Miércoles 20 de Agosto de 2014
La policía de Tailandia descubrió en un lujoso apartamento de Bangkok nueve bebés con nueve niñeras y una mujer embarazada, en un país donde el negocio de alquiler de vientres florece por el vacío legal. Sin embargo, el apartamento escondía otra historia. Los nueve bebés, seis niños y tres niñas, tienen todos el mismo padre: un japonés de 24 años llamado Mitsutoki Shigeta, quien se marchó al extranjero tras el registro policial en la propiedad.
La policía encontró documentación que remite a al menos once madres de alquiler con 15 niños, todos con el mismo padre: el joven Shigeta de 24 años.

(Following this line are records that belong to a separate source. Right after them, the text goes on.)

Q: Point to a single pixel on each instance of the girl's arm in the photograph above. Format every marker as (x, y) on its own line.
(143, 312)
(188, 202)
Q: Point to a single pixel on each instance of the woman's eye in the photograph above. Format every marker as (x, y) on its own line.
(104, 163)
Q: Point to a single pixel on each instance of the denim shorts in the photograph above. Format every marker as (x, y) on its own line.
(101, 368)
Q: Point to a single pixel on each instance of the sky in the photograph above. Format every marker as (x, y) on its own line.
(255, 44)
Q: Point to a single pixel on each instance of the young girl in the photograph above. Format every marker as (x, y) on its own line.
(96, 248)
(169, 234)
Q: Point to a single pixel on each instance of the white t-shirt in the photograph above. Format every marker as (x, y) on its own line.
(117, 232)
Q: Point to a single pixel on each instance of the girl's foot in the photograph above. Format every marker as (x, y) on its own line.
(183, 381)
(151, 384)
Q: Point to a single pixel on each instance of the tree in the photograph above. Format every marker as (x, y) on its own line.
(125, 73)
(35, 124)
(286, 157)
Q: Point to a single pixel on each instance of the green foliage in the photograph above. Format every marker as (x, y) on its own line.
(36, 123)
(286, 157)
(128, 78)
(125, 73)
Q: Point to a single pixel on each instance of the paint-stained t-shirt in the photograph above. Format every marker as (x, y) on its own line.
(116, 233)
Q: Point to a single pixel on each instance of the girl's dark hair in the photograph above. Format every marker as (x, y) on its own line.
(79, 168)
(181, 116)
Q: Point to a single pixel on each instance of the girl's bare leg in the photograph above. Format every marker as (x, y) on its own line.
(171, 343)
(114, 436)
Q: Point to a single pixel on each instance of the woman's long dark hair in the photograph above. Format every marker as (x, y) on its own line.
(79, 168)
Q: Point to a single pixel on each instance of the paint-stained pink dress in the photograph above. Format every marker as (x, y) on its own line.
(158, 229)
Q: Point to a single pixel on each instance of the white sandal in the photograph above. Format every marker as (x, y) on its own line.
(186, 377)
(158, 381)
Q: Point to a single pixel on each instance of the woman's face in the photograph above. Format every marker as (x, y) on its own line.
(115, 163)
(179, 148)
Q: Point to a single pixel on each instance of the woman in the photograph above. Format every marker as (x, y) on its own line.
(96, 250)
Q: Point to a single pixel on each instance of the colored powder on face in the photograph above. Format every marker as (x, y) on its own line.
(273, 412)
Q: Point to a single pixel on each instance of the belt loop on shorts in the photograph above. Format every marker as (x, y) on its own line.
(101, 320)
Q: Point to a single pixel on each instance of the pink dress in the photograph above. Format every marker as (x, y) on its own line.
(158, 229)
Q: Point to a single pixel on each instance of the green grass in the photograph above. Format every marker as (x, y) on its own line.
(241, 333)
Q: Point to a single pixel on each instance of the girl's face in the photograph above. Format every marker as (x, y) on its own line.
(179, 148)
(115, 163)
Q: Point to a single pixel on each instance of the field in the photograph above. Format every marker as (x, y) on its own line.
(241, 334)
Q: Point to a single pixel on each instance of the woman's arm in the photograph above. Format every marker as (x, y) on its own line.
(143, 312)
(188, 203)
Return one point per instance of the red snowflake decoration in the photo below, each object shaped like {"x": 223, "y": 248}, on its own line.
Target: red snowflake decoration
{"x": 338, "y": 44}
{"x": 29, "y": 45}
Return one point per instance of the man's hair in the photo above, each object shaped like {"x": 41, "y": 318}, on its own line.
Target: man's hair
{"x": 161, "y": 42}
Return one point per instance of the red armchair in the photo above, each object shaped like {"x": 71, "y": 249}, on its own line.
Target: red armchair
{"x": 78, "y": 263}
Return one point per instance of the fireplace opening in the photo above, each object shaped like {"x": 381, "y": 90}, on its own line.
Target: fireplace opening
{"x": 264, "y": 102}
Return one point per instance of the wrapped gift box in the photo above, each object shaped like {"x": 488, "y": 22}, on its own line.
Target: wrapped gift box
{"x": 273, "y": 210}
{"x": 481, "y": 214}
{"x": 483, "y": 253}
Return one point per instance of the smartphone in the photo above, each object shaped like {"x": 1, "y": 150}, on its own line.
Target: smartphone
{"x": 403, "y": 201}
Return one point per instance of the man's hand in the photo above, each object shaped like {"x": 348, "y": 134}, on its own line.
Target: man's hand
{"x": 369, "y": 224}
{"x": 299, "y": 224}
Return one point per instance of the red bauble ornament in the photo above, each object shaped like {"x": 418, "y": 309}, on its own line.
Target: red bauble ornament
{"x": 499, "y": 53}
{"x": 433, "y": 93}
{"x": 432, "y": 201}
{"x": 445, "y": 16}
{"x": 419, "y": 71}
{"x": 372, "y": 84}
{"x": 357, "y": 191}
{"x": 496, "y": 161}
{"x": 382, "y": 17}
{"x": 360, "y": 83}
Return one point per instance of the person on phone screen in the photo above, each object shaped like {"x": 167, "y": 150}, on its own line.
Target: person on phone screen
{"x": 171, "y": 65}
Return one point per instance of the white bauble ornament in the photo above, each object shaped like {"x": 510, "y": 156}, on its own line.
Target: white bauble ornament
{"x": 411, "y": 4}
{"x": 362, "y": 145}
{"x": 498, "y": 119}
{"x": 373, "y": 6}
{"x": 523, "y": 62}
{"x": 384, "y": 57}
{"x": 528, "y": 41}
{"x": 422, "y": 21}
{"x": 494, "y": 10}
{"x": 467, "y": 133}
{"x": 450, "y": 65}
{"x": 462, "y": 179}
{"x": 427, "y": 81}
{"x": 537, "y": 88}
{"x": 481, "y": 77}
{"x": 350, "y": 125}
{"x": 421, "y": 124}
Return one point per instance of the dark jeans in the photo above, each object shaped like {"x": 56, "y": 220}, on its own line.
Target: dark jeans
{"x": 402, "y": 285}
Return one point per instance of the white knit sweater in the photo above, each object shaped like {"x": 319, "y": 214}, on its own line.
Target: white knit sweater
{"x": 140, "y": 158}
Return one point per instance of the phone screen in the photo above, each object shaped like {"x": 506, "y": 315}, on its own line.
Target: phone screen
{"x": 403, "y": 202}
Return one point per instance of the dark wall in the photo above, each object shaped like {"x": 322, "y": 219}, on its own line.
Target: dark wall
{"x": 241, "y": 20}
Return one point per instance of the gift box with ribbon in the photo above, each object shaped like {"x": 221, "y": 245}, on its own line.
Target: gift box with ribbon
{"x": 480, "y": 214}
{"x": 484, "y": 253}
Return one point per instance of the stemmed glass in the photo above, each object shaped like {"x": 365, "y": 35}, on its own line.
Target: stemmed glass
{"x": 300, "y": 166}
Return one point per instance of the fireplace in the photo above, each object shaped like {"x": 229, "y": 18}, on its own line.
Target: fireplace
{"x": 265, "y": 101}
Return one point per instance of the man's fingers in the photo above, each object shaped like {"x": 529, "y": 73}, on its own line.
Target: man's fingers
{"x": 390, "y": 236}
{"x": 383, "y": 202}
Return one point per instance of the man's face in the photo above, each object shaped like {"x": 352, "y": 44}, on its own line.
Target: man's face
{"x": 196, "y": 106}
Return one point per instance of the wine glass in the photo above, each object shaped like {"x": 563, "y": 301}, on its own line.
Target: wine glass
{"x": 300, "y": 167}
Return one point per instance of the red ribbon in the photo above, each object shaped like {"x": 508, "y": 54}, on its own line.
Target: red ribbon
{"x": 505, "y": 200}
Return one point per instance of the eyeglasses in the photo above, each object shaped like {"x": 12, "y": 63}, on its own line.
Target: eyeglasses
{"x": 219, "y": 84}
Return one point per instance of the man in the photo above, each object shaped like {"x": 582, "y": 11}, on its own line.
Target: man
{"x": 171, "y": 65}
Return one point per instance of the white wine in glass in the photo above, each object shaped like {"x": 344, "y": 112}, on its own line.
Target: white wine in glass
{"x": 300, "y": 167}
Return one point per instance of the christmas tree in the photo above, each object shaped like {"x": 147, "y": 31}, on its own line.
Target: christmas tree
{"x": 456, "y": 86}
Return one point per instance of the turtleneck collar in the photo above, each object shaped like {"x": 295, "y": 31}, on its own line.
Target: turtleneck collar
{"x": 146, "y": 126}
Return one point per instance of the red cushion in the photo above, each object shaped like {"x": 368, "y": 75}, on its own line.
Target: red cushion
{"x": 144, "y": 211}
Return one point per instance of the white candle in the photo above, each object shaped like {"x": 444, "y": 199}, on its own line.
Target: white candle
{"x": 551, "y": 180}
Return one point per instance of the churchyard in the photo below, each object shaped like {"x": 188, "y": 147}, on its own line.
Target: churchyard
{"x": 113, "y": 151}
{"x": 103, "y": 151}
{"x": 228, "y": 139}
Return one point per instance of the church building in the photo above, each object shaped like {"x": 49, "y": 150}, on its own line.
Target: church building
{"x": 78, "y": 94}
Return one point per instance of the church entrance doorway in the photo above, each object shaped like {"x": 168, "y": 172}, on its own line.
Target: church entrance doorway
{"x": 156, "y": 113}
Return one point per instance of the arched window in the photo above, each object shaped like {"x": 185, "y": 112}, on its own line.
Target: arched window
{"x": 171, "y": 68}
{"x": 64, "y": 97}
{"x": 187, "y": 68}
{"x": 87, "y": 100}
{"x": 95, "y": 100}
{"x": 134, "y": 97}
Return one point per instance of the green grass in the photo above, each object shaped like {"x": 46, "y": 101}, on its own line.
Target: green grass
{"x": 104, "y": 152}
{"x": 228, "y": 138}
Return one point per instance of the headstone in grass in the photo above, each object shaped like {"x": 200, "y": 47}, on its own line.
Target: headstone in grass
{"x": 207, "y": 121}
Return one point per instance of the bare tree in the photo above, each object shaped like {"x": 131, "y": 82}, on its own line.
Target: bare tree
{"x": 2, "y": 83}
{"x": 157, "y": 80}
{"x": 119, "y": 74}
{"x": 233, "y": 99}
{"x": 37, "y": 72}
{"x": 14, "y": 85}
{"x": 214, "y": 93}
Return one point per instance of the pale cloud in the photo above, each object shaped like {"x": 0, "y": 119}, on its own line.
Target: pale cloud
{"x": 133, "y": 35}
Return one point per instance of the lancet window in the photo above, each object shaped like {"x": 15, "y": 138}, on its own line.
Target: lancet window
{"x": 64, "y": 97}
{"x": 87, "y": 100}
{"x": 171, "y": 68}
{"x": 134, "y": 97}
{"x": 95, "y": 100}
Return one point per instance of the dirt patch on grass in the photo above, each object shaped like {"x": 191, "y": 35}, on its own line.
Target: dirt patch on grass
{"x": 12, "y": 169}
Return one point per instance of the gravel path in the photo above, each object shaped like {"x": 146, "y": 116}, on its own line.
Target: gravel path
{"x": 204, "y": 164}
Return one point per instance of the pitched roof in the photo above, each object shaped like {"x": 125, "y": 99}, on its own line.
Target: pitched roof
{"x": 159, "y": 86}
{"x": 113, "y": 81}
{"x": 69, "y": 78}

¿Quién ese tipo? ¿El líder de una secta? ¿Un pedófilo? ¿Un megalómano?, se preguntaban los diarios.
El Japan Times conversó con Mariam Kukunsashvili, vinculada al negocio de las maternidades subrogadas y que tiene a Shigeta entre sus clientes.
Shigeta quería procrear hasta 1.000 bebés, dijo Kukunsashvili al diario. "Lo mejor que puedo dejar en el mundo son muchos hijos", cuenta que le dijo. Los hijos se ocuparían de su imperio empresarial y de su legado.
La prensa nipona, aunque cautelosa, apunta que Shigeta es hijo de un multimillonario japonés que figura en la lista Forbes como uno de los hombres más ricos de Japón. El propio Shigeta es inversor financiero.